Dan Wheat/Capital Press A swather cuts alfalfa on Dan HerringÕs farm near Quincy, Wash., on Sept. 23. This field bloomed before it could be cut and was delayed by rain.

Some growers see prices slide because of poor quality


Capital Press

It's been a dismal year for many West Coast hay growers as rain and cool weather on first and last cuttings have affected tonnage, quality and prices.

Supplies will be tight this winter and there could be a hay shortage by spring or before, sources say.

Northern California, Oregon, Washington, Idaho and Utah were most affected.

Central California did better, but overall it was a challenging season with weather impacting yields, said Seth Hoyt, a hay market analyst in Ione, Calif., who keeps the pulse of hay markets across most of the West.

"We've got the smallest fourth cutting I've seen in years. I think we're going into winter with less hay than Washington has had in many years," said Chep Gauntt, a Kennewick grower and past president of the Washington State Hay Growers Association.

"I think we will see a hay shortage next spring and it will show up before that. Prices already have started up in the last two months, not big but gradually," Gauntt said.
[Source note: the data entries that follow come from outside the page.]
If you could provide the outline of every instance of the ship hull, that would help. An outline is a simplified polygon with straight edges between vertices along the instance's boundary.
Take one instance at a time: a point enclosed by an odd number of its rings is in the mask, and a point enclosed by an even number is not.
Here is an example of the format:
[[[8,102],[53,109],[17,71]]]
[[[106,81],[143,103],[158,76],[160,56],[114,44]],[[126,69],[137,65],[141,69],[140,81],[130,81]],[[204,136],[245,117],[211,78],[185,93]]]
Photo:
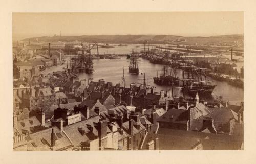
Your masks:
[[[178,78],[174,78],[171,76],[166,77],[154,77],[153,78],[154,82],[158,85],[172,85],[172,84],[174,85],[178,85],[178,83],[176,81],[178,80]]]
[[[92,74],[93,73],[93,68],[87,68],[86,69],[86,73],[87,74]]]
[[[195,96],[197,93],[199,95],[210,96],[216,85],[203,85],[201,86],[193,86],[182,88],[181,91],[190,96]]]
[[[138,75],[139,69],[136,68],[129,68],[129,73],[133,74]]]

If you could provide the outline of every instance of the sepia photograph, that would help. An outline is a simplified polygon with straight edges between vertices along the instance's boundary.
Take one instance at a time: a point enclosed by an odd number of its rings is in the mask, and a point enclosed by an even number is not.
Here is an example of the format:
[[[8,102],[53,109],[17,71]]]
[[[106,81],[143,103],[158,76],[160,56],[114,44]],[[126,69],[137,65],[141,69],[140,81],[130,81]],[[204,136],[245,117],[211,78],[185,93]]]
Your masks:
[[[243,12],[12,18],[13,151],[244,150]]]

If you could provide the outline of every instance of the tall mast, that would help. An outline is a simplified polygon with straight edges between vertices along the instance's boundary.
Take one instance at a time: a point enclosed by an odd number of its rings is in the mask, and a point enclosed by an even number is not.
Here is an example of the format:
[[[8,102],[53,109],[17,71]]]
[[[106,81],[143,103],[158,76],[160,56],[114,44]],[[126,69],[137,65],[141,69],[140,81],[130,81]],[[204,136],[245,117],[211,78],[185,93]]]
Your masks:
[[[98,42],[96,42],[96,45],[97,45],[97,54],[98,56],[99,56],[99,49],[98,48]]]
[[[125,79],[124,78],[124,68],[123,67],[123,87],[125,87]]]

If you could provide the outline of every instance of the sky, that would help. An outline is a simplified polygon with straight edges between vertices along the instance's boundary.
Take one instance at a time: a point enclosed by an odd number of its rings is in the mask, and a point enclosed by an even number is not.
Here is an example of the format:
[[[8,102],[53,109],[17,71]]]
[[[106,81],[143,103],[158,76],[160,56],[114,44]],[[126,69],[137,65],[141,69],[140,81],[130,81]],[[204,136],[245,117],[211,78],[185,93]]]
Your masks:
[[[13,13],[13,38],[59,35],[243,34],[243,12]]]

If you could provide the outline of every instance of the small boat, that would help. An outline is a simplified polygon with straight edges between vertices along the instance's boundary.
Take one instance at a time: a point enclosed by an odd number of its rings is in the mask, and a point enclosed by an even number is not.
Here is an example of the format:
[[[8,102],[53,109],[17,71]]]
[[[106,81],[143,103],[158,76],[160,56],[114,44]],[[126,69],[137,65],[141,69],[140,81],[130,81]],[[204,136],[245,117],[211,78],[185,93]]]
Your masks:
[[[109,59],[121,59],[121,58],[118,55],[111,55],[109,57]]]

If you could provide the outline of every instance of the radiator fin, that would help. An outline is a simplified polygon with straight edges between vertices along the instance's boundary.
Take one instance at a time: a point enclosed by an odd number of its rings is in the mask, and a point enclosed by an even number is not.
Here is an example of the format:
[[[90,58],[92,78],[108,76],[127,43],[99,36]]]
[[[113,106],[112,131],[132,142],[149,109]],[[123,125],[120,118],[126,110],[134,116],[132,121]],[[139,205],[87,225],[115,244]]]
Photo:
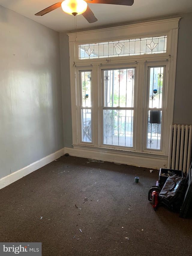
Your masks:
[[[192,138],[191,125],[170,125],[168,168],[188,173],[190,164]]]

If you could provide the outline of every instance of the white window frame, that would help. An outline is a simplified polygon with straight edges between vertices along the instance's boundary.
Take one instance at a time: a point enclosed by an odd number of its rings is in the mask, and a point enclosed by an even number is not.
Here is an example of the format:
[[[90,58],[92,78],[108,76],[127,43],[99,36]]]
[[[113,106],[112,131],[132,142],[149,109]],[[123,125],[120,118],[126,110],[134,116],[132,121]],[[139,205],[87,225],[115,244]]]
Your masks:
[[[88,31],[68,34],[69,37],[70,66],[71,94],[73,145],[75,150],[75,155],[85,157],[94,157],[95,159],[103,159],[112,161],[117,161],[137,166],[151,167],[159,169],[167,166],[169,152],[170,125],[172,123],[174,95],[176,73],[177,44],[178,23],[180,18],[164,20],[132,25],[122,26],[107,29],[96,29]],[[116,40],[131,39],[140,37],[142,38],[167,35],[166,52],[165,53],[141,55],[100,58],[99,59],[79,59],[78,45],[86,43],[98,42],[111,41]],[[114,35],[115,35],[115,36]],[[158,61],[157,62],[157,56]],[[101,137],[102,128],[100,124],[102,120],[102,89],[94,84],[101,83],[101,69],[110,68],[115,65],[122,65],[134,67],[136,67],[140,71],[136,71],[136,84],[142,83],[146,88],[147,86],[146,67],[166,65],[167,86],[165,88],[166,96],[165,100],[165,111],[166,115],[164,119],[164,126],[161,151],[150,150],[145,149],[146,134],[145,131],[136,133],[136,139],[134,140],[134,148],[132,150],[122,148],[112,148],[102,145]],[[162,64],[162,63],[163,63]],[[81,142],[80,141],[81,128],[79,122],[79,112],[78,111],[79,103],[79,86],[78,81],[78,71],[92,70],[92,143]],[[100,71],[98,72],[98,70]],[[168,71],[169,73],[167,72]],[[167,74],[166,74],[167,73]],[[144,79],[144,78],[145,78]],[[146,89],[145,91],[146,92]],[[146,119],[146,108],[143,104],[138,102],[145,102],[145,97],[142,92],[138,92],[135,96],[134,105],[137,106],[137,113],[139,116],[134,116],[135,129],[142,131],[143,120]],[[168,100],[168,98],[169,100]],[[98,113],[100,114],[98,115]],[[135,115],[136,113],[134,113]],[[99,124],[100,124],[100,125]],[[101,138],[102,139],[102,138]],[[102,154],[101,154],[101,153]]]

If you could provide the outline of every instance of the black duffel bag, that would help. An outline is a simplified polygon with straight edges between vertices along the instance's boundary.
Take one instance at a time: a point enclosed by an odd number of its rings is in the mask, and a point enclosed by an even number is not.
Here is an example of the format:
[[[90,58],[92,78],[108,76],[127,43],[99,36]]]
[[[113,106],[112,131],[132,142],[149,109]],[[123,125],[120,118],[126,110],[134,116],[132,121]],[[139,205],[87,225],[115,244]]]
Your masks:
[[[180,209],[183,202],[188,182],[187,179],[176,175],[169,177],[159,194],[160,202],[172,210]]]

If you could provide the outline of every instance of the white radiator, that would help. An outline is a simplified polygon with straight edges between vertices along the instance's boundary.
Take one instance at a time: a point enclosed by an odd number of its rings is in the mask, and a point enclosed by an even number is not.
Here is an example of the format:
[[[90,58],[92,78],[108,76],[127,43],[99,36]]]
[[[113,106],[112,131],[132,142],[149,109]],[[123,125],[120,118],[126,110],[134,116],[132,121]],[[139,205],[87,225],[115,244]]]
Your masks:
[[[170,126],[169,169],[188,173],[190,164],[192,137],[191,125]]]

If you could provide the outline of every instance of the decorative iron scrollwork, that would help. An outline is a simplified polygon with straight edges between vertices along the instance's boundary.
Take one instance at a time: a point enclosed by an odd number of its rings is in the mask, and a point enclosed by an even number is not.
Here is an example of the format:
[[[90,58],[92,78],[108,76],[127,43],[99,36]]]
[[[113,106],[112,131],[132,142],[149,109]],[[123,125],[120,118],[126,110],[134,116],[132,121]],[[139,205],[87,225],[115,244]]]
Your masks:
[[[163,77],[163,74],[161,73],[161,74],[158,74],[158,78],[162,78]]]
[[[150,95],[150,101],[154,101],[155,99],[155,95]]]
[[[153,140],[150,140],[150,139],[148,140],[149,142],[148,142],[149,144],[153,144],[153,142],[152,142],[152,141],[153,141]]]

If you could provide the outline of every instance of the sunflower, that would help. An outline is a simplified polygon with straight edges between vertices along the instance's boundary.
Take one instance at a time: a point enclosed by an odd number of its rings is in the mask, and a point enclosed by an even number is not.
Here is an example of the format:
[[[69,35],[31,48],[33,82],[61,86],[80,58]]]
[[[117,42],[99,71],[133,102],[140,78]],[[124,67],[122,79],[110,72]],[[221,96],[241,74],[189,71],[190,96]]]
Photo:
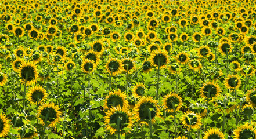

Acreage has been down and will continue down as less alfalfa has been planted this fall as growers continue to switch to wheat and corn that bring better prices, he said.

"You can grow a circle of corn and get the same price for less risk," Gauntt said. Field corn is selling for $180 a ton versus $140 to $170 per ton for hay, he said.

Mid-September rain hit Washington growers when 30 to 50 percent of their fourth cuttings were down, Gauntt said.

They had anticipated a nice fourth cutting, but now may see prices slide $40 to $50 a ton because of poor quality, Hoyt said.

Growers were raking and re-raking to dry it out. Growers north of Moses Lake probably won't get a fourth cutting, Gauntt said.

Dennis Strom, president of the Idaho Hay and Forage Association, said southern Idaho may have good fourth and fifth cuttings if good weather with temperatures in the 80s and 90s holds. Growers could make up what they lost on rain-damaged first cutting, he said.

Certain scenarios could lead to a hay shortage, Strom said. Fires have depleted winter range in southern Idaho, and a hard winter and rising milk prices, which would allow dairies to buy more hay, could cause a shortage. A light winter would mean adequate supply, he said.

Exporters have been looking for hay in Idaho, he said.

Normally, exporters take most of their hay from Washington and Oregon, said Bob Eckenberg, an exporter in Mattawa, Wash.

But many exporters bought hay that normally goes domestic from California this year when Washington's first cutting was so poor, he said.

The volume of Pacific Northwest summer alfalfa was probably down 25 percent because of bad weather, Eckenberg said.

Exporters returned to buying Washington and Oregon hay on second and third cuttings but not as much as desired, he said.

Weather should improve for the second half of Washington's fourth cutting and hopefully export volumes will pick up in winter, he said.